Kim Commits to Summit with Donald Trump, Denuclearisation: South Korea
Kim Commits to Summit with Donald Trump, Denuclearisation: South Korea
The Korean leaders' second summit in a month saw bear hugs and broad smiles, but their quickly arranged meeting on Saturday appears to highlight a sense of urgency on both sides of the world's most heavily armed border.

Seoul: South Korean President Moon Jae-in said on Sunday that North Korean leader Kim Jong Un committed in their surprise meeting to sitting down with President Donald Trump and to a "complete denuclearisation of the Korean Peninsula."

The Korean leaders' second summit in a month saw bear hugs and broad smiles, but their quickly arranged meeting on Saturday appears to highlight a sense of urgency on both sides of the world's most heavily armed border.

At the White House, Trump said negotiations over a potential June 12 summit with Kim that he had earlier canceled were "going along very well." Trump told reporters that they are still considering Singapore as the venue for their talks. He said there is a "lot of good will," and that denuclearisation of the Korean Peninsula would be "a great thing." The Koreas' talks, which Moon said Kim requested, capped a whirlwind 24 hours of diplomatic back-and-forth.

They allowed Moon to push for a U.S.-North Korean summit that he sees as the best way to ease animosity that had some fearing a war last year.

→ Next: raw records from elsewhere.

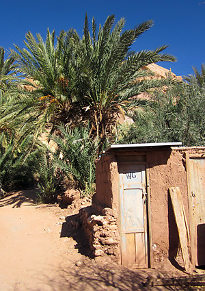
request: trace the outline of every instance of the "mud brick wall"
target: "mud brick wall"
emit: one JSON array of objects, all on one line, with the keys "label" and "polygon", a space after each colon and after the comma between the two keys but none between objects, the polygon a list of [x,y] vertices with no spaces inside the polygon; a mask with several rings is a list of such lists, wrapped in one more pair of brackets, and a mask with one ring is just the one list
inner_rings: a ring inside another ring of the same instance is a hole
[{"label": "mud brick wall", "polygon": [[114,155],[106,154],[96,162],[96,192],[92,197],[92,207],[100,212],[105,207],[118,213],[119,180],[118,164]]},{"label": "mud brick wall", "polygon": [[118,262],[120,238],[117,219],[110,208],[105,208],[102,212],[104,215],[98,215],[92,207],[81,209],[82,227],[94,255],[111,255]]},{"label": "mud brick wall", "polygon": [[159,251],[169,257],[177,254],[179,238],[168,190],[170,187],[180,187],[189,224],[186,153],[202,155],[203,153],[204,148],[197,147],[152,150],[146,153],[149,162],[154,260],[155,245],[158,246],[157,260]]}]

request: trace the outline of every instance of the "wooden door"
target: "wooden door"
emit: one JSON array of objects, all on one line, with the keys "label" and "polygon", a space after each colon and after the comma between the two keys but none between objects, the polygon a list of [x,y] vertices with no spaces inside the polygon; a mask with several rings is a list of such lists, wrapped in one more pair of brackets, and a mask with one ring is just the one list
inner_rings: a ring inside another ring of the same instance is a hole
[{"label": "wooden door", "polygon": [[148,268],[145,164],[119,164],[122,264]]},{"label": "wooden door", "polygon": [[192,260],[205,265],[205,157],[187,156]]}]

Kim may see the sit-down with Trump as necessary to easing pressure from crushing sanctions and to winning security assurances in a region surrounded by enemies.

Moon told reporters on Sunday that Kim "again made clear his commitment to a complete denuclearisation of the Korean Peninsula," and that he told the South Korean leader he's willing to cooperate to end confrontation and work toward peace for the sake of the successful North Korea-US summit.

Moon said he told Kim that Trump has a "firm resolve" to end hostile relations with North Korea and initiate economic cooperation if Kim implements "complete denuclearisation."

"What Kim is unclear about is that he has concerns about whether his country can surely trust the United States over its promise to end hostile relations (with North Korea) and provide a security guarantee if they do denuclearisation," Moon said.

"During the South Korea-U.S. summit, President Trump said the U.S. is willing to clearly put an end to hostile relations (between the U.S. and North Korea) and help (the North) achieve economic prosperity if North Korea conducts denuclearisation," he said.

Moon said North Korea and the United States will soon start working-level talks to prepare for the Kim-Trump summit. He said he expects the talks to go smoothly because Pyongyang and Washington both know what they want from each other.

Kim, in a telling line from a dispatch issued by the North's state-run news service earlier on Sunday, "expressed his fixed will on the historic (North Korea)-U.S. summit talks."

During Saturday's inter-Korean summit, the Korean leaders agreed to "positively cooperate with each other as ever to improve (North Korea)-U.S. relations and establish (a) mechanism for permanent and durable peace." They agreed to have their top officials meet again June 1.

Moon said military generals and Red Cross officials from the Koreas will also meet separately to discuss how to ease military tensions and resume reunions of families separated by the 1950-53 Korean War.

Saturday's Korean summit came hours after South Korea expressed relief over revived talks for a Trump-Kim meeting.

Despite repeated references to "denuclearisation of the Korean Peninsula" by the North, it remains unclear whether Kim will ever agree to fully abandon his nuclear arsenal.

The North has previously used the term to demand the United States pull out its 28,500 troops in South Korea and withdraw its so-called "nuclear umbrella" security commitment to South Korea and Japan. The North hasn't openly repeated those same demands after Kim's sudden outreach to Seoul and Washington.

Moon has insisted Kim can be persuaded to abandon his nuclear facilities, materials and bombs in a verifiable and irreversible way in exchange for credible security and economic guarantees.

Moon said on Sunday that the North's disarmament could be still be a difficult process even if Pyongyang, Washington and Seoul don't differ over what "complete denuclearisation" of the peninsula means.

Moon, who brokered the summit between Washington and Pyongyang, likely used Saturday's meeting to confirm Kim's willingness to enter nuclear negotiations with Trump and clarify what steps Kim has in mind in the process of denuclearisation, said Hong Min, a senior analyst at Seoul's Korea Institute for National Unification.

"While Washington and Pyongyang have expressed their hopes for a summit through published statements, Moon has to step up as the mediator because the surest way to set the meeting in stone would be an official confirmation of intent between heads of states," Hong said.

Some US officials have talked about a comprehensive one-shot deal in which North Korea fully eliminates its nukes first and receives rewards later.

But Kim, through two summits with Chinese President Xi Jinping in March and May, has called for a phased and synchronised process in which every action he takes is met with a reciprocal reward from the United States.